[Bioperl-l] question about the nature of bioperl

Tue, 20 Aug 2002 23:02:41 -0700 (PDT)

On Tue, 20 Aug 2002, nkuipers wrote:

> I mean no offense to anyone, especially being new to this mailing list, but I
> am starting to wonder just what people expect from this project.  Is this
> supposed to be a do-it-all bioinformatics kit or a set of basic tools that
> people are free to use, fleshing it out with their own code as per their
> specific application?  It just seems to me that, if not already, the project
> is on its way to being what is referred to as a "bloated monster" in computer
> science classes.  Everyone has their "bug" catches, specific formats, and
> there are multiple versions flying around with varying degrees of
> documentation and testedness.  Whoa horse.  Stop.  Trying to account for every
> single format or user-defined case is in my opinion folly and impossible,
> especially given the nature of bioinformatics.  Define a broad but simple
> suite that is flexible to specifics and leave the rest to the users.  That's
> what Perl was made for by definition: TIMTOWTDI.  This was (is?) probably the
> idea with bioperl also, but in browsing the hierarchy diagrams and reading the
> emails, it sounds like a big confused mess that several(?) people are trying
> so hard to keep in order but the task is too big.  Simplify simplify.  I think
> there comes a point where too many "bugs" (real or not) means more than
> debugging.  Easier said than done I know.  Heh.  Pay me no mind.
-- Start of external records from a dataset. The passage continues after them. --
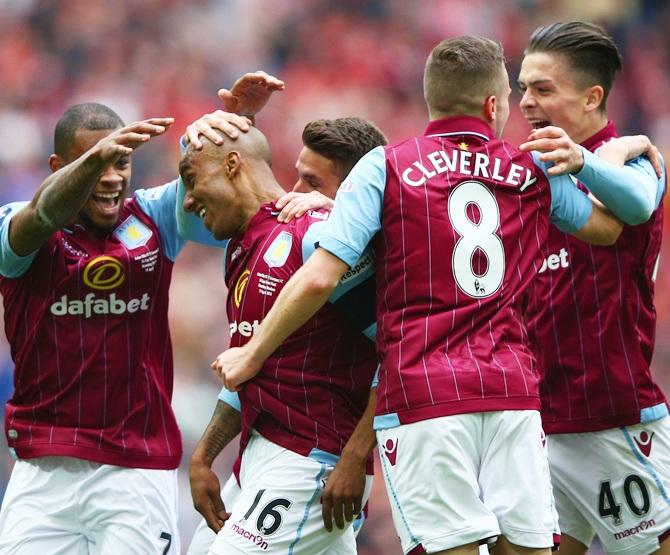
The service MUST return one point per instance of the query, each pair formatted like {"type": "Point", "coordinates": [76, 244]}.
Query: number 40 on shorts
{"type": "Point", "coordinates": [634, 492]}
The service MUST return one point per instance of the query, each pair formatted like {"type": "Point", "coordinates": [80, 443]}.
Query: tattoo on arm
{"type": "Point", "coordinates": [224, 426]}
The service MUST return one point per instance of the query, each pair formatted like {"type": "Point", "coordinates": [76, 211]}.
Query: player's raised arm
{"type": "Point", "coordinates": [250, 93]}
{"type": "Point", "coordinates": [623, 190]}
{"type": "Point", "coordinates": [64, 193]}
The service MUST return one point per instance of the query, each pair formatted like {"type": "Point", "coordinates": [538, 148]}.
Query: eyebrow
{"type": "Point", "coordinates": [536, 82]}
{"type": "Point", "coordinates": [184, 166]}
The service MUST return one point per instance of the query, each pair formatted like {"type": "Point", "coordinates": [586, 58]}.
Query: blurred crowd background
{"type": "Point", "coordinates": [338, 58]}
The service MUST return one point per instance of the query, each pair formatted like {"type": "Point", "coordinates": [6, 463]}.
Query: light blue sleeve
{"type": "Point", "coordinates": [631, 192]}
{"type": "Point", "coordinates": [11, 264]}
{"type": "Point", "coordinates": [158, 203]}
{"type": "Point", "coordinates": [570, 207]}
{"type": "Point", "coordinates": [190, 226]}
{"type": "Point", "coordinates": [356, 216]}
{"type": "Point", "coordinates": [375, 378]}
{"type": "Point", "coordinates": [230, 398]}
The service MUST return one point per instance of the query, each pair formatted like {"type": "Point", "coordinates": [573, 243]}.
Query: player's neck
{"type": "Point", "coordinates": [591, 125]}
{"type": "Point", "coordinates": [264, 186]}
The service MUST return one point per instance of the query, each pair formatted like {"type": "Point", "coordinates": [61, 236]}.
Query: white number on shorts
{"type": "Point", "coordinates": [167, 537]}
{"type": "Point", "coordinates": [639, 505]}
{"type": "Point", "coordinates": [475, 236]}
{"type": "Point", "coordinates": [269, 512]}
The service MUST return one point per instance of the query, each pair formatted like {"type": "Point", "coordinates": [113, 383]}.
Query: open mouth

bioperl has been incredibly useful to me in a variety of projects - it has
saved massive amounts of time and sanity. I'm not sure what you mean by
multiple versions flying around - if you're a bioperl user you only care
about the release version. also not sure what you mean by the bug catches.
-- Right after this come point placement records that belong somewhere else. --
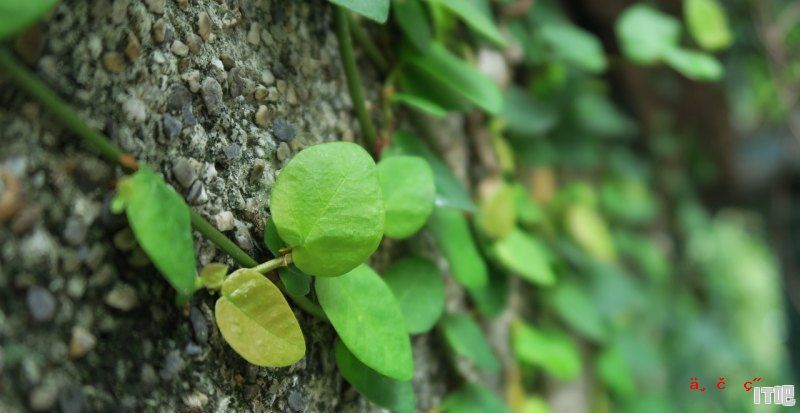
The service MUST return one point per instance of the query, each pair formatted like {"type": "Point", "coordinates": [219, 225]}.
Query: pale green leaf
{"type": "Point", "coordinates": [453, 236]}
{"type": "Point", "coordinates": [419, 289]}
{"type": "Point", "coordinates": [647, 34]}
{"type": "Point", "coordinates": [328, 207]}
{"type": "Point", "coordinates": [369, 321]}
{"type": "Point", "coordinates": [525, 256]}
{"type": "Point", "coordinates": [447, 70]}
{"type": "Point", "coordinates": [159, 218]}
{"type": "Point", "coordinates": [17, 15]}
{"type": "Point", "coordinates": [551, 350]}
{"type": "Point", "coordinates": [256, 321]}
{"type": "Point", "coordinates": [473, 398]}
{"type": "Point", "coordinates": [695, 65]}
{"type": "Point", "coordinates": [708, 24]}
{"type": "Point", "coordinates": [377, 10]}
{"type": "Point", "coordinates": [466, 339]}
{"type": "Point", "coordinates": [408, 192]}
{"type": "Point", "coordinates": [477, 18]}
{"type": "Point", "coordinates": [397, 396]}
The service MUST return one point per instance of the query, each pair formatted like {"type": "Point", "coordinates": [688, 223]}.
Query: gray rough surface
{"type": "Point", "coordinates": [178, 85]}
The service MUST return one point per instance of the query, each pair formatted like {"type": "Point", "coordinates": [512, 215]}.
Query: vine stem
{"type": "Point", "coordinates": [29, 83]}
{"type": "Point", "coordinates": [351, 72]}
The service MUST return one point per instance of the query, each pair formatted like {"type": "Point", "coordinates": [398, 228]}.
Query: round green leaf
{"type": "Point", "coordinates": [369, 321]}
{"type": "Point", "coordinates": [419, 289]}
{"type": "Point", "coordinates": [17, 15]}
{"type": "Point", "coordinates": [328, 206]}
{"type": "Point", "coordinates": [397, 396]}
{"type": "Point", "coordinates": [466, 338]}
{"type": "Point", "coordinates": [160, 221]}
{"type": "Point", "coordinates": [256, 321]}
{"type": "Point", "coordinates": [408, 191]}
{"type": "Point", "coordinates": [525, 256]}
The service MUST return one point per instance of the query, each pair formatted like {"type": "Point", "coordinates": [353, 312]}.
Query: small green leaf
{"type": "Point", "coordinates": [479, 19]}
{"type": "Point", "coordinates": [449, 190]}
{"type": "Point", "coordinates": [328, 206]}
{"type": "Point", "coordinates": [408, 192]}
{"type": "Point", "coordinates": [525, 115]}
{"type": "Point", "coordinates": [525, 256]}
{"type": "Point", "coordinates": [647, 34]}
{"type": "Point", "coordinates": [708, 24]}
{"type": "Point", "coordinates": [397, 396]}
{"type": "Point", "coordinates": [448, 71]}
{"type": "Point", "coordinates": [213, 275]}
{"type": "Point", "coordinates": [159, 218]}
{"type": "Point", "coordinates": [695, 65]}
{"type": "Point", "coordinates": [466, 339]}
{"type": "Point", "coordinates": [473, 398]}
{"type": "Point", "coordinates": [419, 103]}
{"type": "Point", "coordinates": [575, 46]}
{"type": "Point", "coordinates": [369, 321]}
{"type": "Point", "coordinates": [413, 21]}
{"type": "Point", "coordinates": [18, 15]}
{"type": "Point", "coordinates": [377, 10]}
{"type": "Point", "coordinates": [256, 321]}
{"type": "Point", "coordinates": [551, 350]}
{"type": "Point", "coordinates": [296, 282]}
{"type": "Point", "coordinates": [452, 234]}
{"type": "Point", "coordinates": [589, 230]}
{"type": "Point", "coordinates": [419, 289]}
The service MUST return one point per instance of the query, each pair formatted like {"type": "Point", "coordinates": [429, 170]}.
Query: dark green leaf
{"type": "Point", "coordinates": [466, 339]}
{"type": "Point", "coordinates": [369, 321]}
{"type": "Point", "coordinates": [419, 289]}
{"type": "Point", "coordinates": [377, 10]}
{"type": "Point", "coordinates": [451, 232]}
{"type": "Point", "coordinates": [328, 206]}
{"type": "Point", "coordinates": [159, 218]}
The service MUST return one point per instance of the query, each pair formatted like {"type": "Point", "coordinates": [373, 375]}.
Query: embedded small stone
{"type": "Point", "coordinates": [179, 48]}
{"type": "Point", "coordinates": [81, 343]}
{"type": "Point", "coordinates": [261, 116]}
{"type": "Point", "coordinates": [113, 62]}
{"type": "Point", "coordinates": [204, 25]}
i think you make an interesting point though - the other bioperlers will
probably disagree with, me but these days i am of the opinion that given
time, *any* piece of object oriented software starts suffering from bloat,
it's inevitable. in fact, bioperl is admirably bloat free, though it could
do with losing a few pounds here and there.
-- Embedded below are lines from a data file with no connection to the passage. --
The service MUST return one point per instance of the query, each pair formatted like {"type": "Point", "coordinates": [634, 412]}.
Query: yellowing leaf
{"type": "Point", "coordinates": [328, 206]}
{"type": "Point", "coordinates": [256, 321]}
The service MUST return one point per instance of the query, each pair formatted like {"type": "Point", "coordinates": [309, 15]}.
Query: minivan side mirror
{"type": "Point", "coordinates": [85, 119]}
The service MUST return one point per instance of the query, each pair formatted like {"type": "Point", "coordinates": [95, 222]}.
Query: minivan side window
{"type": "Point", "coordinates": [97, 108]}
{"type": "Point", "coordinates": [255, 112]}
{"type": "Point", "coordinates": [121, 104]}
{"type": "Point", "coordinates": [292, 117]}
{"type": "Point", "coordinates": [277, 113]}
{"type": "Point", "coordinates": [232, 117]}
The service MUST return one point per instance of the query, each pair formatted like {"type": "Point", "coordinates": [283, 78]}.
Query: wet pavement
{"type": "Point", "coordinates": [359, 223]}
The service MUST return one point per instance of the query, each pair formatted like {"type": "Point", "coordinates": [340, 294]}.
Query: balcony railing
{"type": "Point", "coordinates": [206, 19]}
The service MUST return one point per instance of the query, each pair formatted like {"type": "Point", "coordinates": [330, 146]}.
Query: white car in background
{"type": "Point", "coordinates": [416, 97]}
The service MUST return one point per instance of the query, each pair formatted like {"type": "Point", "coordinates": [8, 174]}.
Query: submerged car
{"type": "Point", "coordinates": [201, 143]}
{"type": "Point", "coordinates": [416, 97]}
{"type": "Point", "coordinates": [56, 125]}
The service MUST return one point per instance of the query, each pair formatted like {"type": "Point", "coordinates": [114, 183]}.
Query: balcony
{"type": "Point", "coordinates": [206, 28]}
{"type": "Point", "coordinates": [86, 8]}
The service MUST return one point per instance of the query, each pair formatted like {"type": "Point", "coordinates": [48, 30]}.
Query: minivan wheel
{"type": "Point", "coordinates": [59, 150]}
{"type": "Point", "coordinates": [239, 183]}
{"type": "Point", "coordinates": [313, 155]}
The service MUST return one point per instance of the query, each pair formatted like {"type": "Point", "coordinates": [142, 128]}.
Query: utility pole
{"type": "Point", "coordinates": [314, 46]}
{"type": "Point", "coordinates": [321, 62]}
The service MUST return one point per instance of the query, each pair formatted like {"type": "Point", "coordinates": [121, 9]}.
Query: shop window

anyway, i think bioperl is moving away from a
force-everyone-to-use-our-grand-unfied-object-model approach; for
instance, we (ok, others, i just sit back and watch and pontificate)
will be writing new parsers that use an event/stream based approach. I
think this qualifies as the simple approach you are hankering after - it
tackles the core nitty gritty problem of interpreting some wacky syntax an
insane fortran programmer invented in 1982, and allows the semantic
interpretation up to the individual programmer/project/use-case. you don't
need to understand/use the sequence object model or the alignment object
model, just catch the events you need and do what you want with them. you
can think of these as xml if you really want to, and use xslt if you
really like (but this is just bloated lisp); or you could just write
simple code that handles the exceptions.

also i think there is a niche for a nice procedural (yes, the horror)
module (or a class Util type module with procedural style calls) for a lot
of core bioinformatics stuff. You know, often I just want to say
$aa = translate("ATG");
rather than have to go through a bunch of bureaucratic object middlemen.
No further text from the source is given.